Havacılık ve savunma sanayisine Türk-İngiliz ortaklı olarak katkı sağlayan BNA, yola yüzde 100 Türk sermayeli Nurol Kontrol ve Aviyonik Sistemleri olarak devam edecek, Hürjet ve Milli Muharip Uçak (MMU) projelerine katkı sağlayacak.

Nurol Holding ve İngiliz BAE Systems ortaklığı olarak faaliyet gösteren savunma ve havacılık şirketi BNA'da ortaklık yapısı değişti. BAE Systems'ın yüzde 49 hissesinin Nurol Holding'e devriyle şirket, Nurol Kontrol ve Aviyonik Sistemleri AŞ ismi ve yüzde 100 Türk sermayeli olarak devam edecek.

Nurol Kontrol ve Aviyonik Sistemleri AŞ Genel Müdürü Eray Gökalp, AA muhabirine, şirketin yeni yapısının sağlayacağı avantajlar, devam eden ve planlanan projelere ilişkin açıklamalarda bulundu.

Nurol-BAE Systems ortak girişiminin 2016 yılının ikinci yarısında faaliyetlerine başladığını ifade eden Gökalp, bu ortaklık süresince, şirkette havacılık sektörünün zorunlu kıldığı tüm altyapının başarıyla kurulduğunu, hedeflenen kritik teknolojilerin kazanımı için yatırımlar gerçekleştirildiğini söyledi.

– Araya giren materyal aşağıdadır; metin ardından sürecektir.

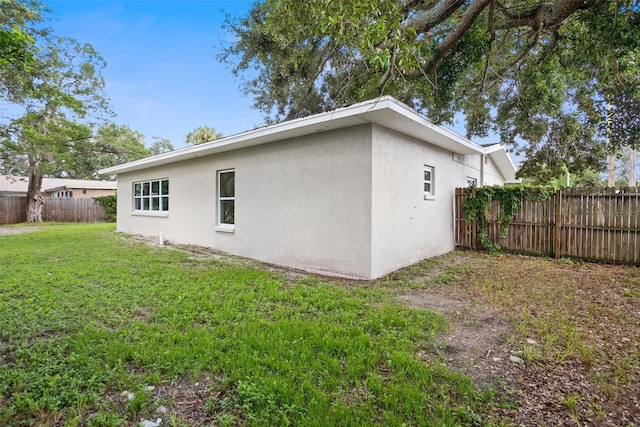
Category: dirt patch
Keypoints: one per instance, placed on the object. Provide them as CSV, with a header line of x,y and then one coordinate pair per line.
x,y
6,231
560,338
477,341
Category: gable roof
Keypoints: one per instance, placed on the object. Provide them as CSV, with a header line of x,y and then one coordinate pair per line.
x,y
503,161
385,111
19,184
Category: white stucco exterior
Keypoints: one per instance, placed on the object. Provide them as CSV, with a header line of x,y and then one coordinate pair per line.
x,y
343,200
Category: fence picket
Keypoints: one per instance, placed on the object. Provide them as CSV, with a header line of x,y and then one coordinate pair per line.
x,y
596,224
13,210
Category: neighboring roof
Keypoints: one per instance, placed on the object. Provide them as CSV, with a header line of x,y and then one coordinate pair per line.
x,y
385,111
19,184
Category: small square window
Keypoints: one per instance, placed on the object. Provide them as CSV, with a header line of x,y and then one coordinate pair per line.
x,y
428,180
151,196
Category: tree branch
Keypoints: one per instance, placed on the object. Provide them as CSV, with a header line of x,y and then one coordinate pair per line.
x,y
450,41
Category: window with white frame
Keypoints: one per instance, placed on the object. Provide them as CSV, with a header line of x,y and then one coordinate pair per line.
x,y
151,196
226,197
429,189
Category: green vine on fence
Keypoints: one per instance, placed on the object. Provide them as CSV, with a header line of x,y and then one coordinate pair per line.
x,y
478,202
110,206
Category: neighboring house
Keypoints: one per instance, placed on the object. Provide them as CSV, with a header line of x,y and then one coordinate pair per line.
x,y
58,187
356,192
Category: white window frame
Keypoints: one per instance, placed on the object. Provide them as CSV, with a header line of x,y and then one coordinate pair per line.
x,y
428,184
145,204
221,225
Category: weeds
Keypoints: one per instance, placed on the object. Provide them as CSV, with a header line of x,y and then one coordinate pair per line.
x,y
90,314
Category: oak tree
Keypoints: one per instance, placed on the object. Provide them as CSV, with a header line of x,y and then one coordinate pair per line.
x,y
202,134
557,80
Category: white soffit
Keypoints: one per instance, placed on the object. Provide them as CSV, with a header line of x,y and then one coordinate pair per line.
x,y
503,162
386,111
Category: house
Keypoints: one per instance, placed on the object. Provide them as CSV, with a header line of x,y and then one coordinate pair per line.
x,y
57,187
356,192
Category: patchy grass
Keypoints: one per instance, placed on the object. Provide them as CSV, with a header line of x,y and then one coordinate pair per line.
x,y
99,329
576,325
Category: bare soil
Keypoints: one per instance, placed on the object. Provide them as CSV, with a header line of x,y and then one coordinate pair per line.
x,y
558,339
499,305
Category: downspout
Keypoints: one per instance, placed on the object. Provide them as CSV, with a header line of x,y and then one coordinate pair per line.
x,y
483,159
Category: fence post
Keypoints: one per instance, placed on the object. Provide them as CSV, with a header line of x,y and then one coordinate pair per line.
x,y
558,233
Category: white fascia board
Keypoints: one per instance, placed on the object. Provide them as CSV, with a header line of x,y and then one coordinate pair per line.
x,y
385,111
503,161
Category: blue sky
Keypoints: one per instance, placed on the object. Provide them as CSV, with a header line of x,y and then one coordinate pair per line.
x,y
162,76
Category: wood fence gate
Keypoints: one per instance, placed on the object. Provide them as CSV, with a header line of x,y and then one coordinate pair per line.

Son dönemde, hem Türkiye'de yüksek bir ivmeyle geliştirilmekte olan yeni nesil havacılık teknolojilerinin, hem de BAE Systems'ın yüksek katma değeriyle başlatılarak sürdürülen yabancı yeni nesil havacılık programlarının kapasite ihtiyaçlarının, sektörde daha etkin olmak adına her iki ortağın da odağını tekrar gözden geçirmesini zorunlu hale getirdiğini vurgulayan Gökalp, şöyle konuştu:

"BNA'nın iş stratejisi, her iki ortağımızın da değerlendirmeleri ile yeniden şekillendirilmek üzere tekrar ele alındı ve ortaklık devri müzakereleri böylelikle başlatıldı. BAE Systems, Türkiye pazarındaki stratejisi ile uyumlu olarak, tüm hisselerini Nurol Holding'e devretme konusunda hemfikir oldu. Böylelikle, her iki ortak da kendi stratejilerine uygun yolu belirleyerek Türk havacılık sektörüne ayrı ayrı katkı sağlamaya devam etme yolunda anlaşmaya vardılar. Ancak yıllarca oluşturulan bu değerli ve güçlü işbirliği, havacılık sektöründe farklı platformlarda ve uygun zamanlamada tekrar canlandırmak üzere her zaman devam edecektir. Nurol Holding, savunma ve havacılık sektöründeki milli hamleye kayıtsız kalmamak üzere, gelişen teknolojileri yakından takip etmekte, gerekli yatırımları yapmakta ve sürekli gelişmeyi hedeflemektedir. Nurol Holding, savunma sanayisinde FNSS, Nurol Makina, Nurol Teknoloji gibi köklü ve başarılı girişimlerinin yanı sıra ülkemizin geçmiş 100 yıllık havacılık tutkusu ve gelecek hedeflerinde en etkin şekilde katkıyı sağlamak üzere BNA'ya olan inanç ve desteğini sürdürme kararlığındadır. Yüzde 100 yerli sermaye yapısıyla yoluna devam eden şirketimiz, hem Nurol Holdingin güçlü deneyim ve altyapısıyla, hem de tümüyle yerli ve kalifiye mühendislik iş gücüyle, Savunma Sanayii Başkanlığının stratejilerine uygun bir şekilde Türk havacılık ve savunma sanayisi projelerine destek sağlamaya devam ediyor. Sektörel deneyimimizin Nurol Grubunun güçlü yapısıyla birleşmesi ve böylelikle savunma sanayimize yerli katkının en üst düzeyde sağlanabilecek olması hepimizi heyecanlandırıyor."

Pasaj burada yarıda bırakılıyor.